Cependant ce seul critère ne suffit pas à lui seul à assujettir l'intéressée à immatriculation au registre du commerce et des sociétés. (voir en ce sens avis n° 86‑5).
b) L’activé est réalisée à titre de profession habituelle
L'activité doit être réalisée à titre de profession habituelle. (voir en ce sens avis du Comité 91‑3).
‑ On entend par profession selon une jurisprudence constante et récente le fait de consacrer d'une façon habituelle son activité à l'accomplissement d'une certaine tâche, dans le dessein d'en tirer profit.
La Cour de cassation a ainsi retenu le caractère commercial d'une "activité professionnelle tendant à /a réalisation de profits N (11 octobre 1982 (bulletin 1982 IV n° 299 page 256).
Peu importe que l'activité commerciale soit la seule profession de l'intéressé, le nombre de chambre loué. Le critère est de savoir si l'activité est réalisée à titre de profession habituelle. Pour cela il faut que soient réunies deux conditions:
‑ faire de façon habituelle les actes de commerce; ce qui nécessite une répétition d'actes qui exclut un acte isolé de location pour une durée déterminée.

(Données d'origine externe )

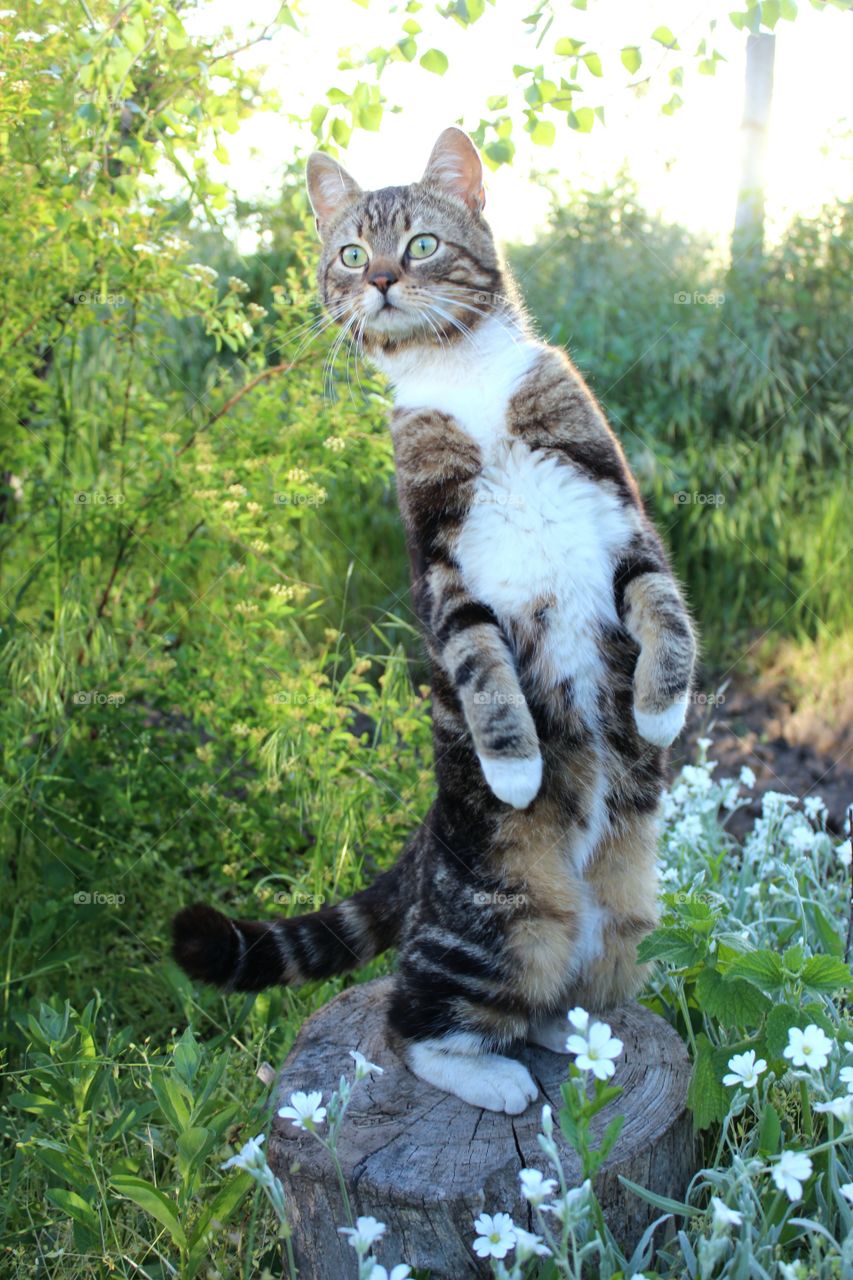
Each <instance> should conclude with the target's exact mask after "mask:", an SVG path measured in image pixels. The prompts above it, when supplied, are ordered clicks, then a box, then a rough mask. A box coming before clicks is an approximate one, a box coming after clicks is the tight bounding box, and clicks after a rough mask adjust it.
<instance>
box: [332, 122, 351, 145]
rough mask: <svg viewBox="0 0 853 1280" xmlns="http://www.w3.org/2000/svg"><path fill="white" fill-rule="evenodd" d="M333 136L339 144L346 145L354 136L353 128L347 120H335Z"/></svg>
mask: <svg viewBox="0 0 853 1280" xmlns="http://www.w3.org/2000/svg"><path fill="white" fill-rule="evenodd" d="M332 137H333V138H334V141H336V142H337V143H338V145H339V146H342V147H346V146H347V145H348V142H350V138H351V137H352V129H351V128H350V125H348V124H347V123H346V120H333V122H332Z"/></svg>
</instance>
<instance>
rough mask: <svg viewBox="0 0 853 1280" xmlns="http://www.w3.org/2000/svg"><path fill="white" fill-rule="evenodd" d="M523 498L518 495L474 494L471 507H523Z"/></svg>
mask: <svg viewBox="0 0 853 1280" xmlns="http://www.w3.org/2000/svg"><path fill="white" fill-rule="evenodd" d="M524 504H525V503H524V498H523V497H521V494H519V493H475V494H474V497H473V499H471V506H473V507H515V508H516V509H521V507H524Z"/></svg>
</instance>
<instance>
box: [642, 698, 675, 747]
mask: <svg viewBox="0 0 853 1280" xmlns="http://www.w3.org/2000/svg"><path fill="white" fill-rule="evenodd" d="M686 709H688V695H686V694H683V695H681V696H680V698H678V699H676V700H675V701H674V703H672V705H671V707H667V708H666V710H665V712H642V710H640V709H639V708H638V707H634V721H635V723H637V728H638V730H639V735H640V737H644V739H646V741H647V742H651V744H652V745H653V746H670V744H671V742H674V741H675V739H676V737H678V736H679V733H680V732H681V730H683V728H684V721H685V718H686Z"/></svg>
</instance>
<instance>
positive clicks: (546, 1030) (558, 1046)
mask: <svg viewBox="0 0 853 1280" xmlns="http://www.w3.org/2000/svg"><path fill="white" fill-rule="evenodd" d="M574 1032H575V1028H574V1027H571V1025H570V1024H569V1019H567V1018H566V1015H565V1014H556V1015H555V1016H553V1018H547V1019H544V1020H543V1021H540V1023H530V1028H529V1030H528V1044H540V1046H542V1048H549V1050H551V1052H552V1053H567V1052H569V1050H567V1048H566V1041H567V1039H569V1037H570V1036H573V1034H574Z"/></svg>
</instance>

‑ dans l'intention de tirer un profit quelconque de ces opérations.
La Cour de cassation a estimé que: "La qualification commerciale ne peut être reconnue que s'il est constaté que la finalité et l'essence de cette activité sont spéculatives (23 novembre 1983 (bulletin 1983 IV n° 319 page 276).
Voir aussi en ce sens les arrêts de la Cour de cassation ‑ chambre commerciale du: ‑ 17 mars 1981 et 20 octobre 1981 (bulletin 1981 IV n° 149 page 117 et 367 page 292). ‑ 11 juillet 1 984 (bulletin 1984 IV n° 229 page 191). ‑ 18 novembre 1986 (bulletin 1984 IV n° 215 page 187)
LE COMITE EMET EN CONSEQUENCE L'AVIS SUIVANT:
L’activé de location de chambres d'hôtes lorsqu'elle consiste non seulement en la mise à disposition d'une chambre meublée mais aussi en la fourniture de prestations de service est une activité commerciale.
Seul l'exercice à titre de profession habituelle (activé exercée de façon répétitive dans l'intention de réaliser des profits) entraîne obligation d'une immatriculation au Registre du commerce.